Hacía mucho tiempo que no visitaba aquella ciudad. Caminé por sus calles, o al menos lo que quedaba de ellas. Todo derruido, destruido, devastado. Las antiguas estatuas apenas asomaban cuatro palmos sobre la arena, sus pedazos decoraban el lugar como las migas de pan en la mesa de un pobre. El cielo amarillento apenas derramaba luz sobre los trozos de metal carbonizado que yacían incrustados en las paredes o en el suelo, que algún día fueron coches, motos, tanques.
Los tanques apostados a las entradas de la ciudad, los soldados charlando con rostro severo a la entrada de los bares.
El toque de queda, la cuarentena.
La sangre que se podía oler desde las alcantarillas.
Intentando alejar esos pensamientos sobre la ciudad que un día fue mi hogar, me ceñí el sombrero y me subí el pañuelo para cubrirme el rostro. Caminando, llegué al palacio del tirano que solia gobernar la ciudad. O por lo menos lo que quedaba de él.

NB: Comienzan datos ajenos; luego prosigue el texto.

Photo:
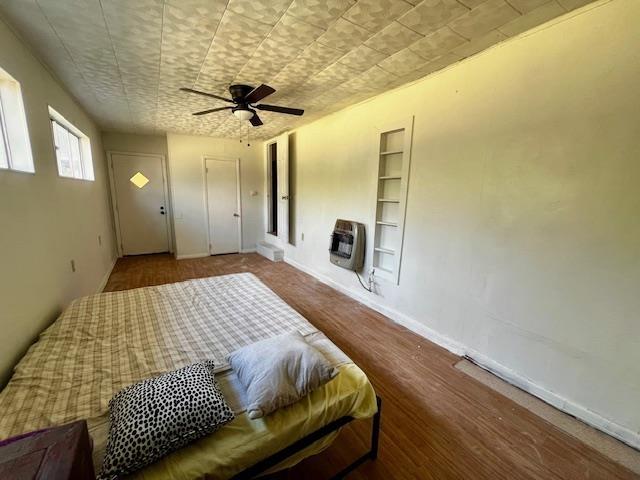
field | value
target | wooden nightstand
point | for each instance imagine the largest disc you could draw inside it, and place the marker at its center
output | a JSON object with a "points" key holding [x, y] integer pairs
{"points": [[58, 453]]}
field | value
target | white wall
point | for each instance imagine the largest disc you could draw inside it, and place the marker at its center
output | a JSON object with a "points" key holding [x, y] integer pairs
{"points": [[522, 229], [186, 170], [134, 143], [46, 221]]}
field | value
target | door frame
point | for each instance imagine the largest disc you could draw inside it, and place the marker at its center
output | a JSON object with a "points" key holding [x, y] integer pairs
{"points": [[267, 189], [114, 201], [206, 197]]}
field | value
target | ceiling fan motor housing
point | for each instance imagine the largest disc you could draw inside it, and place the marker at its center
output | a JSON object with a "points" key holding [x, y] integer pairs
{"points": [[239, 92], [244, 112]]}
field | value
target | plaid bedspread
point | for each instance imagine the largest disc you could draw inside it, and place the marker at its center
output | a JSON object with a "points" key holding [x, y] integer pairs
{"points": [[105, 342]]}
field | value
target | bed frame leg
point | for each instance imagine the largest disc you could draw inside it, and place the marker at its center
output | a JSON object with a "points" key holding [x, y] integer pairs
{"points": [[375, 430], [372, 454], [273, 460]]}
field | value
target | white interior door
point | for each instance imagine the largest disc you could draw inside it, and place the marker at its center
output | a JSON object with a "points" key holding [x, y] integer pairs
{"points": [[141, 207], [223, 206], [283, 187]]}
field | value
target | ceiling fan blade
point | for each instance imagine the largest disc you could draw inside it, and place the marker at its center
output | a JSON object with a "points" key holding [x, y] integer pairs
{"points": [[259, 93], [275, 108], [191, 90], [255, 120], [211, 110]]}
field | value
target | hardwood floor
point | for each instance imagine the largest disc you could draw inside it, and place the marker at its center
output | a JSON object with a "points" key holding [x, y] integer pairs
{"points": [[437, 422]]}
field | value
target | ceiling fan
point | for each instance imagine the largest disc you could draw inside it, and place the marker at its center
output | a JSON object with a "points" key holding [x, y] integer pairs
{"points": [[245, 97]]}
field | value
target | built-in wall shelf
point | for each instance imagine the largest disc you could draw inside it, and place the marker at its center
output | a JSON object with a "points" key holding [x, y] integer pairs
{"points": [[394, 155], [387, 224]]}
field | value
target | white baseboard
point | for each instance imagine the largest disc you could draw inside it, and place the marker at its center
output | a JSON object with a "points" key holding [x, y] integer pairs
{"points": [[589, 417], [400, 318], [597, 421], [192, 255], [105, 278]]}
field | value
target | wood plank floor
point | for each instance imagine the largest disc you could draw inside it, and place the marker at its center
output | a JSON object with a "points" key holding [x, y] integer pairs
{"points": [[437, 423]]}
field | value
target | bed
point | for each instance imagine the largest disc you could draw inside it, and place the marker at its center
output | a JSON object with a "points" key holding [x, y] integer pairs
{"points": [[107, 341]]}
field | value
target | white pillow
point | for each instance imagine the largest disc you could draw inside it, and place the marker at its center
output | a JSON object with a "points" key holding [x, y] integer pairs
{"points": [[279, 371]]}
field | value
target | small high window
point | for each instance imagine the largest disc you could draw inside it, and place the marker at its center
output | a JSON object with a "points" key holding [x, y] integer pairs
{"points": [[73, 149], [15, 147]]}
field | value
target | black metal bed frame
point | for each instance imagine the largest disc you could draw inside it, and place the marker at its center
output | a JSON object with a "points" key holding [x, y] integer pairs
{"points": [[313, 437]]}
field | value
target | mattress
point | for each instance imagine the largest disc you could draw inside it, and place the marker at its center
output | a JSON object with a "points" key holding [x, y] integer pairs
{"points": [[105, 342]]}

A medida que caminaba hacia ellos, comprobé como el clima de aquel lugar era extraño. El sol caía con la fuerza de un yunque sobre mi cabeza, pero el viento era intenso, un viento afilado que penetraba entre las trabillas de mi gabardina y me helaba los huesos. Al caminar, mis botas levantaron una nube de polvo tan denso que podía cortarse con cuchillo y repartirse en pedazos a todos los desgraciados que se amontonaban intentando llegar al núcleo de aquella circunferencia terrestre.
Harapientos.
Sucios.
Demacrados.
Y sorprendentemente, sonrientes. Yo esperaba ver rostros de angustia, de pánico, rezando a ese dios de la destrucción que no repitiese su crueldad sobre ellos. Pero encontré sonrisas y lágrimas de emoción, durante aquella monótona oración que salía de sus bocas: "Roma". La palabra "Roma", una y otra vez. Sin parar.
Me abrí paso apartando a la gente y llegue al centro, esperando encontrarme un pedazo de la bomba que debía haber caído en aquella zona.
Busqué un destructor de mundos que aún no había detonado, un monstruo infernal que echase llamas nucleares por la boca.
Busqué un dios.
Busqué al diablo.
Pero no había ningún artefacto explosivo, o animal mitológico, o ser divino allí, entero o por piezas, que explicase la devastación de aquel lugar.
Lo único que había allí, que al parecer era símbolo de adoración para las gentes del lugar, era una mujer arrodillada, desnuda, con la cabeza agachada, una cabeza que en lugar de pelo poseía llamas, llamas rojizas que ondeaban con el viento radioactivo del lugar.
Uno de los hombres que repetían aquella oración me agarró con fuerza de los brazos y con los ojos empapados de emoción, me gritó palabras sueltas, que no parecían tener conexión alguna para mi embotada y cansada mente: Chain. Muerto. Ella. Roma.
Y antes de que pudiese decir nada o siquiera comprender lo que me estaban diciendo, la diosa me miró a los ojos. Y me sonrió.